Talking with friends one evening, we realized just how many of our friends were on heavy drugs. Cocaine, LSD, heroin, and now the infamous “Molly” were some of the vices that have plagued our now-unrecognizable associates. The phase came nearly out of nowhere, leading us to determine exactly why and where these trends were coming from. Another friend introduced me to Trinidad James’s song “All Gold Everything” recently, and I began to formulate where these justifications for this type of drug usage came from. “Everything” is played heavily on radio, became a social media sensation, and sold over one million copies on Itunes – mainly thanks to his advocating phrase “popped a molly, I’m sweatin’ – woo!” As with all mentions of new trends being introduced through music, the African-American hip-hop community particularly took a liking to Trinidad’s apparently comical quote. After hearing the quote all the time, I did my own research and came across this tasteless video by Maino named after the drug, which is actually Ashanti’s “Baby” chorus with the word “molly” instead (WARNING: Nudity throughout video #NSFW).
With hard drugs become more visible (and accessible) by the day, it’s safe to say that there are a lot of crackheads in the music industry. Never before has any illegal drug been pushed so close into the mainstream that it’s everywhere from Lebron James during an NBA game to t-shirts independently sold at stores like Burlington and DTLR. I came across this video a few weeks ago that shares my opinion with Trinidad’s “molly” usage, in which blogger RedHotShoes describes it as “crack for the new millenium”.
In a world where trend-following is more prevalent than trend-setting, people (especially younger kids) are particularly impressionable. “Molly”, which is a more potent form of the drug ecstasy mixed with liquid heroin, has been glamorized in hip-hop music as of late. Kanye West, Rick Ross, and Soulja Boy are some of the many other rappers who brought the drug to the mainstream, but Trinidad James takes things to another level. Not only does he dignify usage of the drug (“popped a molly”), he also jokes about the drug’s deadly aftermath (“I’m sweatin’, woo”). Actress Meagan Good recently took to Twitter to express her disdain with the verse by discussing said side effects.
While the tweet caused an outrage from users of the drug, it also spawned heavy fan support from intellectual music listeners who realize how wrong it really is.

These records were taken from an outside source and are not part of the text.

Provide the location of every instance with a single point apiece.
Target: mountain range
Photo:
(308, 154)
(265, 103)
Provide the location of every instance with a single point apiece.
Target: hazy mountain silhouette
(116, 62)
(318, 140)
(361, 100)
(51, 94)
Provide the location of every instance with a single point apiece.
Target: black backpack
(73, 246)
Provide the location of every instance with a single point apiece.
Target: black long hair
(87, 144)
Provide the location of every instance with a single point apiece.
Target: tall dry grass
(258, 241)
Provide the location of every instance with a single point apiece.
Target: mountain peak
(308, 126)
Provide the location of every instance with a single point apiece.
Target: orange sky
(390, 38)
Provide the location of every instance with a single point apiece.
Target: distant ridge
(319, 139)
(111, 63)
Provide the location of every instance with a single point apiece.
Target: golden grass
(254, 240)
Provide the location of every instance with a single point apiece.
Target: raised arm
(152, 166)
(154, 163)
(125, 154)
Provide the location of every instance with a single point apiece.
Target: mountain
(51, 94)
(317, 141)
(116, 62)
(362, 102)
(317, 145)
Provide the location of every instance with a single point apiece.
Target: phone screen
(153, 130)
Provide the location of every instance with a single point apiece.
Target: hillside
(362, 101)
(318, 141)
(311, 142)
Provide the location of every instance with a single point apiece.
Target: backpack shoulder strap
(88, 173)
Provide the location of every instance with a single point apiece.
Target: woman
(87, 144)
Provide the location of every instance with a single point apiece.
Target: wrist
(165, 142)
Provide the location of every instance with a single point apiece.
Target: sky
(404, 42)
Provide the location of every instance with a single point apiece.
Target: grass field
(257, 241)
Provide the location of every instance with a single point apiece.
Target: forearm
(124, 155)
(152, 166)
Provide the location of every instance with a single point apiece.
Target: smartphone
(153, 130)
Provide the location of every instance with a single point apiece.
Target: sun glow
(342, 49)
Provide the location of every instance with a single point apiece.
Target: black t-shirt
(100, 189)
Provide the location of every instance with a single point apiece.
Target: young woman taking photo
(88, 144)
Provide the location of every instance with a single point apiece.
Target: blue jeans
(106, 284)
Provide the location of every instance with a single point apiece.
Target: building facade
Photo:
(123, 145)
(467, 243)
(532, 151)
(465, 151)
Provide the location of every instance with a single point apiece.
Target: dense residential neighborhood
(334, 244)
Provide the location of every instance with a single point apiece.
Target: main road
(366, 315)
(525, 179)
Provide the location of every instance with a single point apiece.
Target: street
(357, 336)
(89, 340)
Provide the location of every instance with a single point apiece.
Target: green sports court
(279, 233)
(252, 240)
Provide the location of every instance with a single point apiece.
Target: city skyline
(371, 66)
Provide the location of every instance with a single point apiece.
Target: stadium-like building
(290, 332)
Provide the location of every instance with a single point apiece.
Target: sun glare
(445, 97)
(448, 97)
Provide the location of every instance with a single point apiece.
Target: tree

In my rare case, the only celebrity I’ll trend-follow for is Katy Perry. Not all people share my sentiments and if they did, they would be trying to get high off cotton candy, whip cream, and cupcakes. But I’m sure if Riri started snorting Ajax or if Lil’ Wayne rapped about #cloroxcocktails, there would be some people (including children) intrigued enough to try it. The fact that Trinidad James, a newly signed Def Jam artist, is getting paid $2 million to make an album (aptly titled ‘Don’t Be S.A.F.E.’) is disheartening for our American youth. Instead of older days when youth looked up to being doctors, basketball players, or the President of the United States, they now look up to deadly drug users – which I collectively group under one word: crackheads. When a drug has side effects that include permanent brain damage, severe psychosis, and death, it’s something I don’t want to be around. I’ve seen many other drugs destroy my friends, but I’m not letting any chick come between my own life and death. When said drug is glamorized and I’m expected to support it through purchasing music, not only is that #crackheadthinking, it’s also #crackheadbehavior. Putting an intellectual grasp into the short- and long-term effects of any drug must be done before simply “popping” your whole life away.
For those that may still believe in such drug usage, I leave you with a quote from the film ‘Sparkle’: “we have to see you in the natural daylight to determine if you’d be a fit for our image”.